Re: Need help in nifi- flume processor

2015-10-26 Thread Parul Agrawal
Hi,

Thank you very much for all the support.
I have written a custom processor to split json to multiple json.
Now I would like to route the flowfile based on the content of the flowfile.
I tried using RouteOnContent. But it did not work.

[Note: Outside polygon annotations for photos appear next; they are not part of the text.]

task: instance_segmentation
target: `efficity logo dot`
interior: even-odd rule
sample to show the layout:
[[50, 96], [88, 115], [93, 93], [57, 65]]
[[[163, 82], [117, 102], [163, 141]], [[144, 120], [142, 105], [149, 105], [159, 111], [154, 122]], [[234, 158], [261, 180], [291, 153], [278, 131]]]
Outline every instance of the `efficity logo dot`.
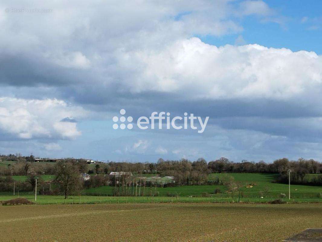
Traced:
[[[120, 113], [121, 115], [125, 115], [125, 110], [124, 109], [121, 109], [120, 110]], [[127, 126], [126, 126], [125, 124], [124, 123], [127, 119], [128, 120], [128, 122], [130, 122], [133, 121], [133, 118], [130, 116], [128, 117], [127, 118], [126, 118], [124, 116], [122, 116], [120, 117], [119, 121], [122, 123], [119, 125], [120, 128], [121, 129], [124, 129], [126, 127], [127, 127], [129, 129], [132, 129], [133, 128], [133, 125], [132, 124], [128, 124]], [[117, 122], [118, 121], [118, 117], [116, 116], [113, 117], [113, 121], [115, 123]], [[114, 129], [117, 129], [118, 128], [118, 125], [117, 124], [113, 124], [113, 128]]]

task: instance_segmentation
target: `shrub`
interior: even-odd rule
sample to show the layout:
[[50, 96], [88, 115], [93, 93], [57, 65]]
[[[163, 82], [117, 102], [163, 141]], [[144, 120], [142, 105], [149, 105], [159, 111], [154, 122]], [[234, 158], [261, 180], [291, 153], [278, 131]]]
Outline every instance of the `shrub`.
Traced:
[[285, 195], [285, 193], [281, 193], [279, 194], [279, 197], [281, 197], [282, 198], [284, 198], [284, 197], [286, 197], [286, 195]]
[[270, 202], [270, 203], [272, 204], [283, 204], [286, 203], [286, 202], [284, 202], [281, 199], [277, 199], [272, 201]]
[[3, 202], [3, 205], [22, 205], [23, 204], [33, 204], [33, 203], [23, 197], [18, 197], [11, 200]]

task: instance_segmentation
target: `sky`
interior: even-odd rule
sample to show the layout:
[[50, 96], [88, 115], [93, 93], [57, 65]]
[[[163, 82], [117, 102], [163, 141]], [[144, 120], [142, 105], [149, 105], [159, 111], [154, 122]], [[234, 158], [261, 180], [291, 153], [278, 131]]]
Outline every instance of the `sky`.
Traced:
[[[2, 1], [0, 153], [320, 161], [321, 10], [313, 0]], [[113, 128], [122, 109], [132, 129]], [[139, 128], [154, 112], [209, 119], [201, 133]]]

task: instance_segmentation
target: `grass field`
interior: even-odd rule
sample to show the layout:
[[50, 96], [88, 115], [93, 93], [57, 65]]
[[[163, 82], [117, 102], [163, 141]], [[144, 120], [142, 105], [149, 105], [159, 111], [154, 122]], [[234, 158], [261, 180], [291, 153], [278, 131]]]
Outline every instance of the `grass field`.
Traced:
[[[39, 176], [44, 181], [52, 180], [55, 179], [54, 175], [42, 175]], [[12, 178], [17, 181], [25, 181], [28, 178], [27, 176], [11, 176]]]
[[280, 241], [321, 226], [322, 204], [0, 207], [1, 241]]
[[[241, 182], [242, 187], [241, 189], [243, 196], [248, 197], [259, 197], [263, 196], [263, 191], [265, 187], [268, 187], [269, 191], [268, 196], [270, 197], [277, 198], [281, 193], [288, 194], [289, 186], [288, 184], [273, 183], [276, 178], [276, 174], [260, 174], [254, 173], [230, 173], [228, 174], [211, 174], [209, 176], [209, 180], [214, 180], [217, 176], [226, 175], [233, 176], [236, 181]], [[252, 188], [247, 188], [246, 186], [250, 183], [255, 183], [256, 185]], [[322, 198], [322, 187], [319, 186], [292, 185], [291, 186], [291, 197], [293, 198]], [[88, 189], [84, 191], [84, 193], [92, 195], [111, 196], [113, 195], [114, 188], [109, 186], [101, 187]], [[142, 188], [141, 188], [142, 189]], [[222, 192], [227, 190], [225, 186], [217, 185], [204, 185], [195, 186], [183, 186], [171, 187], [157, 187], [156, 191], [159, 196], [166, 196], [169, 194], [179, 196], [201, 196], [203, 193], [213, 193], [215, 189], [219, 189]], [[154, 188], [152, 188], [152, 194], [154, 193]], [[150, 192], [150, 188], [146, 187], [146, 195]], [[141, 190], [142, 191], [142, 190]], [[230, 197], [231, 195], [227, 193], [214, 195], [217, 197]]]

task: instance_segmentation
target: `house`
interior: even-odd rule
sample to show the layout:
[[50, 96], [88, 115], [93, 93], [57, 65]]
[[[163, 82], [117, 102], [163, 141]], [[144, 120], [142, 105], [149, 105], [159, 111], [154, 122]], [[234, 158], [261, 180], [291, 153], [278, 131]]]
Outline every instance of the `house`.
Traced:
[[84, 181], [88, 181], [90, 179], [90, 176], [86, 173], [82, 173], [80, 176]]
[[133, 176], [132, 172], [126, 172], [124, 171], [112, 171], [109, 173], [109, 176], [116, 177], [119, 177], [122, 176]]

Can you please help me how can i route the flowfile based on the
content/data it contains.

Thanks and Regards,
Parul



On Tue, Oct 13, 2015 at 6:54 PM, Bryan Bende  wrote:

> Parul,
>
> You can use SplitJson to take a large JSON document and split an array
> element into individual documents. I took the json you attached and created
> a flow like GetFile -> SplitJson -> SplitJson -> PutFile
>
> In the first SplitJson the path I used was $.packet.proto and in the
> second I used $.field  This seemed to mostly work except some of the splits
> going into PutFile still have another level of "field" which needs to be
> split again so would possibly need some conditional logic to split certain
> documents again.
>
> Alternatively you could write a custom processor that restructures your
> JSON.
>
> -Bryan
>
>
>
> On Tue, Oct 13, 2015 at 8:36 AM, Parul Agrawal 
> wrote:
>
>> Hi,
>>
>> I tried with the above json element. But I am getting the below mentioned
>> error:
>>
>> 2015-10-12 23:53:39,209 ERROR [Timer-Driven Process Thread-9]
>> o.a.n.p.standard.ConvertJSONToSQL
>> ConvertJSONToSQL[id=0e964781-6914-486f-8bb7-214c6a1cd66e] Failed to parse
>> StandardFlowFileRecord[uuid=dfc16db0-c7a6-4e9e-8b4d-8c5b4ec50742,claim=StandardContentClaim
>> [resourceClaim=StandardResourceClaim[id=183036971-1, container=default,
>> section=1], offset=132621, length=55],offset=0,name=json,size=55] as JSON
>> due to org.apache.nifi.processor.exception.ProcessException: IOException
>> thrown from ConvertJSONToSQL[id=0e964781-6914-486f-8bb7-214c6a1cd66e]:
>> org.codehaus.jackson.JsonParseException: Unexpected character ('I' (code
>> 73)): expected a valid value (number, String, array, object, 'true',
>> 'false' or 'null')
>>
>> Also I have a huge json object attached (new.json). Can you guide me on
>> how do i use ConvertJSONToSQL processor.
>> Should I use any other processor before using ConvertJSONToSQL processor
>> so that this new.json can be converted in to a flat document of
>> key/value pairs, or an array of flat documents.
>>
>> Any help/guidance would be really useful.
>>
>> Thanks and Regards,
>> Parul
>>
>> On Mon, Oct 12, 2015 at 10:36 PM, Bryan Bende  wrote:
>>
>>> I think ConvertJSONToSQL expects a flat document of key/value pairs, or
>>> an array of flat documents. So I think your JSON would be:
>>>
>>> [
>>> {"firstname":"John", "lastname":"Doe"},
>>> {"firstname":"Anna", "lastname":"Smith"}
>>> ]
>>>
>>> The table name will come from the Table Name property.
>>>
>>> Let us know if this doesn't work.
>>>
>>> -Bryan
>>>
>>>
>>> On Mon, Oct 12, 2015 at 12:19 PM, Parul Agrawal <
>>> parulagrawa...@gmail.com> wrote:
>>>
 Hi,

 Thank you very much for all the support.
 I could able to convert XML format to json  using custom flume source.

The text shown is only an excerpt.